Read a PDF File
This example shows how to read data from a PDF file using DataPipeline.
In this demo code we are going to use PdfReader to read records from an input PDF file.
This example can easily be modified to show how to generate a PDF File using DataPipeline's PdfWriter.
Java Code listing
package com.northconcepts.datapipeline.examples.pdf; import com.northconcepts.datapipeline.core.StreamWriter; import com.northconcepts.datapipeline.job.Job; import com.northconcepts.datapipeline.pdf.PdfDocument; import com.northconcepts.datapipeline.pdf.PdfReader; import java.io.File; public class ReadAPdfFile { public static void main(String[] args) { File file = new File("example/data/input/addresses.pdf"); PdfReader reader = new PdfReader(new PdfDocument(file)) .setFieldNamesInFirstRow(true); Job.run(reader, new StreamWriter(System.out)); } }
Code Walkthrough
- A PdfDocument is created to detect tables in the PDF file
addresses.pdf
. This class can also be instantiated with the password of a password-protected PDF file e.g.new PdfDocument(file, "password")
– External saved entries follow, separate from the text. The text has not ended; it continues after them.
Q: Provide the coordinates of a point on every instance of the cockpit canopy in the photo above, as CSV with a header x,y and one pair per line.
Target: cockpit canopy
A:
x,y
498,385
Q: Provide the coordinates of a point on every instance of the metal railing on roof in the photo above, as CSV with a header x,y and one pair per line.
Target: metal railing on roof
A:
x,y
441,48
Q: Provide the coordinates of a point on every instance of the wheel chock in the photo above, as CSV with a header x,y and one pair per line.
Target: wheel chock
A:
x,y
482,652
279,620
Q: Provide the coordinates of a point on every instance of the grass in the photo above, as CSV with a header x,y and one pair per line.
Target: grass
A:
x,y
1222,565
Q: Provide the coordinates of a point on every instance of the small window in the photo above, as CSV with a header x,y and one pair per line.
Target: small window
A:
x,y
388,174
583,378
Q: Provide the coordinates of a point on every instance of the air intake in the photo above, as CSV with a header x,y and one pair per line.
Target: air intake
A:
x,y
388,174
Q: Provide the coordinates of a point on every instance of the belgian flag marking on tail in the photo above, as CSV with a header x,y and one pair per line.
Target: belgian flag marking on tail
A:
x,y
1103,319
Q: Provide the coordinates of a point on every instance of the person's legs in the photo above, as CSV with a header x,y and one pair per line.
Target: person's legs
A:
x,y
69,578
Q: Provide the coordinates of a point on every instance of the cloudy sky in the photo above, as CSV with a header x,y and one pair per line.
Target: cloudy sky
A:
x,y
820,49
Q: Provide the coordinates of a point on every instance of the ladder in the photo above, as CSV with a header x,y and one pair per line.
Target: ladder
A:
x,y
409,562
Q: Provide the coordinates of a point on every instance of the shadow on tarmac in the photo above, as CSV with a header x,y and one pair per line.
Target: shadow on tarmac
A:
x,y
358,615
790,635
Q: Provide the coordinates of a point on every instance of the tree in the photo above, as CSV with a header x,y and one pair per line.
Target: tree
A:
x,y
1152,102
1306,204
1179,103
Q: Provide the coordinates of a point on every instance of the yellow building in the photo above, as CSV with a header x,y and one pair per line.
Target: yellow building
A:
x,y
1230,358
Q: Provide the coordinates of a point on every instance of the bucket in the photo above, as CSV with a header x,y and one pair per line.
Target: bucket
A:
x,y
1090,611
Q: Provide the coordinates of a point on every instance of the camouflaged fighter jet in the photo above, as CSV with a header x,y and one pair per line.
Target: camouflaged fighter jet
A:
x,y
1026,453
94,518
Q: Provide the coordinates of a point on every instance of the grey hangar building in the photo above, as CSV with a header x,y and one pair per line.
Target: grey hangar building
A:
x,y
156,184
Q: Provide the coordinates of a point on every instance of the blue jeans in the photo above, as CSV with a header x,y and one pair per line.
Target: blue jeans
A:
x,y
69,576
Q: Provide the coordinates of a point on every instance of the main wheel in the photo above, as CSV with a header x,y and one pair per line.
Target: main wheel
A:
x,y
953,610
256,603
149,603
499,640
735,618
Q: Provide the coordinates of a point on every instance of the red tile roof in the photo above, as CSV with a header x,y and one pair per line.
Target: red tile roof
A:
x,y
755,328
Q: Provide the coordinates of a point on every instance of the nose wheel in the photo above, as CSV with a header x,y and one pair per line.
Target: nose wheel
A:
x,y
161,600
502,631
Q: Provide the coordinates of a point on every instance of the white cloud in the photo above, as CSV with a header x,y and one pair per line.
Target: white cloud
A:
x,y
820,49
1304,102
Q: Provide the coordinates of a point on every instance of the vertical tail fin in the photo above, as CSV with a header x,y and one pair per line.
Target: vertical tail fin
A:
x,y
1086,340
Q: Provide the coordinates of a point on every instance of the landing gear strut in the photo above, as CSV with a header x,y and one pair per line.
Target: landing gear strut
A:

- The PdfDocument is then passed to a PdfReader to stream records from the detected tables.
- Data are transferred from PdfReader to the console via Job.run() method. See how to compile and run data pipeline jobs.
PdfReader and PdfDocument
PdfReader is an input reader which can be used to read a PDF file. The PdfReader.setFieldNamesInFirstRow(true)
method can be used to specify that the names specified in the first row of the input data should be used as field names. If this method is not invoked, the fields would be named as A, B, C, etc. If the document has more than 1 table, the PdfReader.setTableIndex(tableIndex)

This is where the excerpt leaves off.